Die Stadt wollte die Brummis über die Poppenbütteler Straße schicken
Doch eine Mehrheit aus SPD, CDU und Linke entschied sich für die genau diese Variante. Jürgen Lange, der Ausschussvorsitzende der SPD: „Die Segeberger Chaussee ist eine Bundesstraße und für Lastwagen-Verkehr entsprechend ausgestattet. Wir wollen die Lastwagen aus den Wohngebieten an der Poppenbütteler Straße heraus halten.“
Die Grünen kritisierten diese Argumentation und verweigerten sich dem Beschluss. „CDU, SPD und Linke sorgen für eine Mehrbelastung der Anwohner der Segeberger Chaussee mit Lärm und Schadstoffen“, sagt Detlev Grube, Fraktionschef der Grünen. „Hier wurde offensichtlich nicht den gemessenen und errechneten Lärmwerten der Verwaltung gefolgt, sondern dem Druck derer, die am lautesten schreien.“ Grube spielt darauf an, dass die Anwohner an der Poppenbütteler Straße sich in der Vergangenheit immer mehr gegen den Lärm gewehrt haben als die Anwohner an der Segeberg Chaussee. Im Rahmen des Lärmaktionsplanes wurde auf einem Teilbereich der Poppenbütteler Straße eine Tempo-30-Zone zwischen 22 und 6 Uhr eingerichtet. Grube: „Der Beschluss leistet einen Bärendienst: Wer in Norderstedt im Rahmen der Lärmminderungsplanung ernst genommen werden will, muss sich an objektiven Werten und nachvollziehbaren Kriterien für alle orientieren.“ Die Entscheidung für die Segeberger Chaussee ignoriere die belasteten Menschen dort und erhöhe nicht die Akzeptanz bei der Umsetzung der Lärmminderungsplanung.

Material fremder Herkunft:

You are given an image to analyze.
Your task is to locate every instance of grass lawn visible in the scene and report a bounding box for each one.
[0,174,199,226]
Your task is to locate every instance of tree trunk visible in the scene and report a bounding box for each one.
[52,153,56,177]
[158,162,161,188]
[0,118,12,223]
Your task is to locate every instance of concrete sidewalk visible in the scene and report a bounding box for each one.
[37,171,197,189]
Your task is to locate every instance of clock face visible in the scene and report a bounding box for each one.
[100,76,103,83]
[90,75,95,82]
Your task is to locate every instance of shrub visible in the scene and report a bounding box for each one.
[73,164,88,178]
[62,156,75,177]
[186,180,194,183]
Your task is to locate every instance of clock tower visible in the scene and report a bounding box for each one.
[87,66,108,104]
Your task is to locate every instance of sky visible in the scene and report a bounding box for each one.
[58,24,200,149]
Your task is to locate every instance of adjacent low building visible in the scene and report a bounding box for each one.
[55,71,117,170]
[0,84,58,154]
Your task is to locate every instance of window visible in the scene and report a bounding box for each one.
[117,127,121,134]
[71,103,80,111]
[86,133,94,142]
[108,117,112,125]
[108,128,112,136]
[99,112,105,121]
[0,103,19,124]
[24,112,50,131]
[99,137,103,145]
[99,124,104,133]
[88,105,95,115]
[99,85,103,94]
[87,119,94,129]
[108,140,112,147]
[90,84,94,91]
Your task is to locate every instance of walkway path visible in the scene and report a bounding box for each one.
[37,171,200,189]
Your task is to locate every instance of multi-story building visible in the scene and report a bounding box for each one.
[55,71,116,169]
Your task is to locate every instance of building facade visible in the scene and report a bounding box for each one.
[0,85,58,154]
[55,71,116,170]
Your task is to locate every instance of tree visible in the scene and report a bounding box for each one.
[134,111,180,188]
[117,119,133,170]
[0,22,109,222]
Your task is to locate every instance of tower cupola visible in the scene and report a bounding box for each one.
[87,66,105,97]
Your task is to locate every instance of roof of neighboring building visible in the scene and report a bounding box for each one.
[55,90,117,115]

Nach dem Beschluss für das Vorrangroutennetz soll es nun mit allen relevanten Parametern wie vorhandene Durchfahrtverbote, Gewichtsbegrenzungen Höhenbegrenzungen in die gängigen Navigationssysteme eingepflegt werden. Das wurde bisher nur modellhaft in Kommunen umgesetzt. Pilotstädte seien Hamm und Dortmund. Die Beschilderung soll übersichtlich und einfach gestaltet werden und ohne Durchfahrtverbote auskommen. Das Beschilderungskonzept werde auf der bestehenden amtlichen Beschilderung aufbauen und Anfang 2014 beginnen.